Black guillemots as a whole are not endangered, but the subspecies Divoky studies is in serious trouble, and he said other colonies likely face many of the same challenges as the Cooper Island birds. "It was basically, they will either evolve or go extinct," said Divoky.
Then came the winter of 2017 to 2018, with far less ice in the Bering Sea than during any other winter since the first whaling vessel records in 1850. When Divoky collected his tracking devices from the birds that returned to Cooper Island this past spring, he saw that the birds had waited much later than normal to fly down to the Bering Sea, apparently because ice was slow to form. And when an unseasonal warm spell began melting the paltry ice cover in February, the birds flew back north to the Arctic Ocean, abandoning the Bering Sea two months sooner than usual.
It's not clear why so many of the birds that returned to Cooper Island failed to raise chicks, said Divoky. But he suspects the tough winter may have taken a toll on their health, even though most of the Cooper Island birds had normal body weights. They might have starved for seven months, then bulked up suddenly when food became abundant in spring, hiding deeper harm to their bodies, said Divoky.
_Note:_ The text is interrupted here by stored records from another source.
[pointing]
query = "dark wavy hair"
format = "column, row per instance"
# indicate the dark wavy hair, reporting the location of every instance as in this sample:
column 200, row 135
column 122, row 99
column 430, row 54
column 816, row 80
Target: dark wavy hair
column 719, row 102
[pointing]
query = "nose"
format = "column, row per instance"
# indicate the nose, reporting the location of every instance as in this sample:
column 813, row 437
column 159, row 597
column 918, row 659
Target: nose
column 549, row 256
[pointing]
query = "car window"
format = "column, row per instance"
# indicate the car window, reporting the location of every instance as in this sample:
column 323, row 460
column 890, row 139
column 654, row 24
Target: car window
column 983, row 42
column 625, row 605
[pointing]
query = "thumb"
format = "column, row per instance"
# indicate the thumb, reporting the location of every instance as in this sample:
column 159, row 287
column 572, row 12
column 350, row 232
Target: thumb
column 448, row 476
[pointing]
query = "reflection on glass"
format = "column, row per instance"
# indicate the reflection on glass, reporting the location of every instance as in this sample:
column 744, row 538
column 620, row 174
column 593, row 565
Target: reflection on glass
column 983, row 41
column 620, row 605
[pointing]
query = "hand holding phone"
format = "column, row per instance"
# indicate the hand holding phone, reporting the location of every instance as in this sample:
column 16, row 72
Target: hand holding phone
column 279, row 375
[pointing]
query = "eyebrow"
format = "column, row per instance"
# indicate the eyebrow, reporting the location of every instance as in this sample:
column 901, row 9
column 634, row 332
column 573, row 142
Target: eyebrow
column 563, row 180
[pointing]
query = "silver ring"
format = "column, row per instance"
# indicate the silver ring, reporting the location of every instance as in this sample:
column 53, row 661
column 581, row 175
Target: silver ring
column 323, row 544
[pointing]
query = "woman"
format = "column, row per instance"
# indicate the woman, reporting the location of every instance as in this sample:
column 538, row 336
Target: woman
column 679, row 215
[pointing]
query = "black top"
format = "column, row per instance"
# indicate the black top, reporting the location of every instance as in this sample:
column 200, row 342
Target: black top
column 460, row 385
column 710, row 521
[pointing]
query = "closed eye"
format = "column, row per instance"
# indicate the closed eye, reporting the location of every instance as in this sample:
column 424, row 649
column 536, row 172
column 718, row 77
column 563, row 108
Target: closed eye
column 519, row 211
"If you're a female that's going to lay eggs that are one-quarter of your body weight, you know, you've got to have it together," said Divoky. He estimates that only about 30 chicks survived to leave the island this year.
More than seabirds
Divoky never set out to study climate change. By the time the warming trend became a problem for the Cooper Island colony, Divoky had already been studying the birds for decades -- and that gave him the perfect baseline from which to measure climate impacts. Now, Divoky's guillemots are a famous case study representing the collapse of Arctic ecosystems.
"I wish you'd never heard of me," he said.
David Ainley, a marine ecologist who worked with Divoky in the past but is not involved in the Cooper Island research, agreed that the project is about more than one seabird colony.
"It's not just that we're worried about guillemots," said Ainley. "George is providing an indicator of a changing ecosystem as a result of changing sea ice."
Ana Buchadas, an ecologist now at the Research Centre in Biodiversity and Genetic Resources in Portugal, has studied black guillemots and climate change, though she was not involved in Divoky’s research. The number of Divoky's birds that apparently perished last winter was "not surprising, but surely alarming," wrote Buchadas in an email. "Such findings have implications in other sea ice obligate species but also show the disruption that climate change can inflict in our ecosystems at large."
The fact that larger issues are at stake just makes the guillemots' plight that much harder for Divoky to witness. Each year he greets birds that he has known for decades and takes note of which ones fail to return. Last summer he watched as a dying chick lay gasping in the corner of the nest box.
"I started crying," he said. "In the past, an individual chick death didn't mean that much. And now it means a lot.